Practicing some of the techniques of CBT can help you change your thought patterns and importantly, the beliefs you may have which hold you back, your attitudes and ultimately your behavior. Cognitive distortions are the inaccurate thoughts that reinforce your negative thought patterns and emotions.
CBT likely involves meeting with a qualified therapist for a period of time which has the potential to leave you with life-long skills to get yourself out of periods of anxiety and stress. An end goal is to live with more ease while better striving toward your goals. In other words, you can learn to strive for your peace of mind and goals, and not strive toward your anxiety, by recognizing, acknowledging and working through your negative automatic thoughts and feelings.
Again, like mindfulness, CBT uses techniques which invite you to challenge your harmful or destructive beliefs and restructure them, known as cognitive restructuring techniques. Some techniques and tools include simple things like journaling and relaxed breathing to more complicated things like taking a deeper dive into your thoughts such as playing out your worst case scenarios or scripts until the end your go-to way of thinking, or taking an inventory of your negative thoughts and countering them with opposite, positive statements. Another classic technique is Socratic reasoning which can be used to challenge your irrational thoughts. This includes asking yourself if you know the thought to be true. Again, see our “How to Stop Negative Self Talk” blog.
For more information on CBT, see this article by the Positive Psychology Program for an in-depth look at CBT at its tools you can use now to get there.
CBD products
One increasingly popular but scientifically unproven way to reduce anxiety for pets and people is to take cannabinoid products, whether through tinctures, oils, beverages or edible products such as gummies. Cannabidiol, also known as CBD, is the second most common chemical compound found in the hemp plant. While marijuana is illegal in many states, many states will allow the sale of CBD products. Because CBD products come from agricultural hemp they contain less than .3 percent THC, the mind-altering compound of marijuana that gets you high. CBD products can be used occasionally as a mood regulator, and may especially help when the bubbling up of your anxiety gets intense.
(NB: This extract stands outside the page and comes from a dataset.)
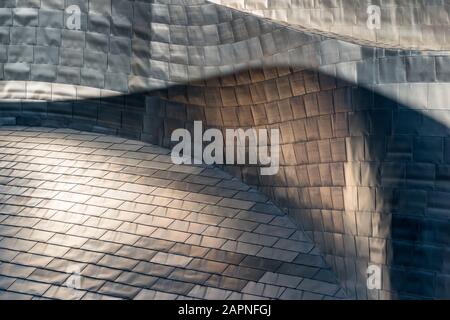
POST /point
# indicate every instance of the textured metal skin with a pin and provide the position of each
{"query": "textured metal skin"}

See our Spirit Times’ blog on CBD products to reduce anxiety in early 2019, so stay tuned. But for now, know that CBD can help some people release and let go of their anxiety by promoting a calm, relaxed state, which ultimately puts you back in control, not your negative automatic thoughts.
In summary, some anxiety is normal as we wrestle with “what could happen” and all the forces that act on our lives. When we’re quickly able to move on and constructively resolve our anxiety, it’s not a problem. However, when it is in front of us every day, substituting for and preventing daily joy, and it seems to get in the way of our every move, then it can be a time for professional help.